College Clips
Published April 20, 2007
Police evacuate Minnesota campus after threat
Police evacuated eight University of Minnesota buildings at 1:15 p.m. Wednesday after receiving word of a bomb threat in Smith residence hall. No bomb was found in an ensuing search, and the buildings were scheduled to reopen this morning.
At a news conference Wednesday afternoon, University Police Chief Greg Hestness said given the shootings at Virginia Tech on Monday, officials decided to take the threat seriously while considering the possibility of copycats and hoaxes.
"We know there have been other hoax situations," Hestness said. "We understand that exists."
Sophomore Joe Plocher said he found a letter detailing the threat at about 12:10 p.m. in the men's bathroom. The letter stated that the buildings would be bombed "simultaniously (sic)" before 10 p.m.
He took a picture of the letter with his phone and gave it to a woman in a first-floor office. She called police, he said.
— The Minnesota Daily (University of Minnesota)

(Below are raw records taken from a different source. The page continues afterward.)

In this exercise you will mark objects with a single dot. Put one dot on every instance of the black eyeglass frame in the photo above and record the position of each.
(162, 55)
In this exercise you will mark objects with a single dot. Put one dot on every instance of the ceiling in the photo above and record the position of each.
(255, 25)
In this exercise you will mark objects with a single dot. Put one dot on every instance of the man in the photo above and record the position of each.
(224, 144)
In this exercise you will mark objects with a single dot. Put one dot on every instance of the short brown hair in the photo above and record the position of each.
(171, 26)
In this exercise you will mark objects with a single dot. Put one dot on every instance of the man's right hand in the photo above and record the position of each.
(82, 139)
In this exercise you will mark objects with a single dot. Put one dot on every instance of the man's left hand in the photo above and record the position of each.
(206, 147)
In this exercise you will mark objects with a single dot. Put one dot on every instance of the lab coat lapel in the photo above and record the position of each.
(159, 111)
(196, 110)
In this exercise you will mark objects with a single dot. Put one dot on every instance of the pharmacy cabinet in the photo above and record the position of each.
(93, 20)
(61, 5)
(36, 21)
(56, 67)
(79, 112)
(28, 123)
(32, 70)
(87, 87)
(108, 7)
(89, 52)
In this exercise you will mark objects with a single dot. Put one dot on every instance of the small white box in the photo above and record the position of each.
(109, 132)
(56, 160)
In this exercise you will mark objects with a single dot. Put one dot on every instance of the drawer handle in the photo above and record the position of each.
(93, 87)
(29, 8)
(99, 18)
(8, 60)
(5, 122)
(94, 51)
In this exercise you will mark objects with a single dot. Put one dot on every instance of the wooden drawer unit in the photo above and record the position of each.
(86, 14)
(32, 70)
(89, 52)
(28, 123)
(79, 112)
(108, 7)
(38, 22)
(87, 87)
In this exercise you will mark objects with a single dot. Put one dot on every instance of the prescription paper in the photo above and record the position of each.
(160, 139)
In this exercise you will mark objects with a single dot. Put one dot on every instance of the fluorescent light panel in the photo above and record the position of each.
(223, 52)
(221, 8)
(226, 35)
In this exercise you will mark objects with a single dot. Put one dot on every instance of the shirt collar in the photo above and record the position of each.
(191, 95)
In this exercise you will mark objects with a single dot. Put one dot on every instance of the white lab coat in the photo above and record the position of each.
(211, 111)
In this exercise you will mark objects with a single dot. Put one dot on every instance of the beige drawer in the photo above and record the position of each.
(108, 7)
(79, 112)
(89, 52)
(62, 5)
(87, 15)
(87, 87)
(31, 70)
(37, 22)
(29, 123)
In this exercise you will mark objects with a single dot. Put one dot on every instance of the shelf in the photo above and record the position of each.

Speaker at Oregon says meat-eaters to blame for global warming
In a Monday guest lecture at the University of Oregon, San Jose State University sociology professor Dan Brook said a vegetarian lifestyle is better at preventing global warming than driving a fuel-efficient car.
Brook, who was invited by Students for the Ethical Treatment of Animals, said the international meat and dairy industry are the leading cause of damaging greenhouse gases that cause global warming.
"Every time you purchase a hamburger you're saying, 'I support the meat industry. I support global warming,'" he said.
In the lecture, Brook tweaked a number of statistics taken from the U.N. Food and Agriculture Organization. He said methane produced by livestock is 300 times more damaging than carbon dioxide from vehicles. The real statistics state methane is 10 times more damaging and nitrous oxide, also from livestock, is 300 times more damaging.
— The Oregon Daily Emerald (University of Oregon)
Old speakeasy found near SUNY-Binghamton
The remnants of a Prohibition-era speakeasy were found on March 27 in the west parking lot of the Cyber Cafe near the State University of New York at Binghamton.
Dan Carruthers, a local landscaper, found the rooms during a renovation of the parking lot.
"I grabbed a flashlight and crawled down (into the hole)," he said.
Inside, Carruthers found three decaying wooden kegs. CyberCafe owner Jeff Kahn said he had long suspected that a speakeasy had existed in the building he owns.
It seems the rooms had connected to the café's basement.
The chambers found in the parking lot seem to have been passages to get alcohol into the speakeasy and as an escape for patrons.
The CyberCafe played host to tours of the rooms on April 18.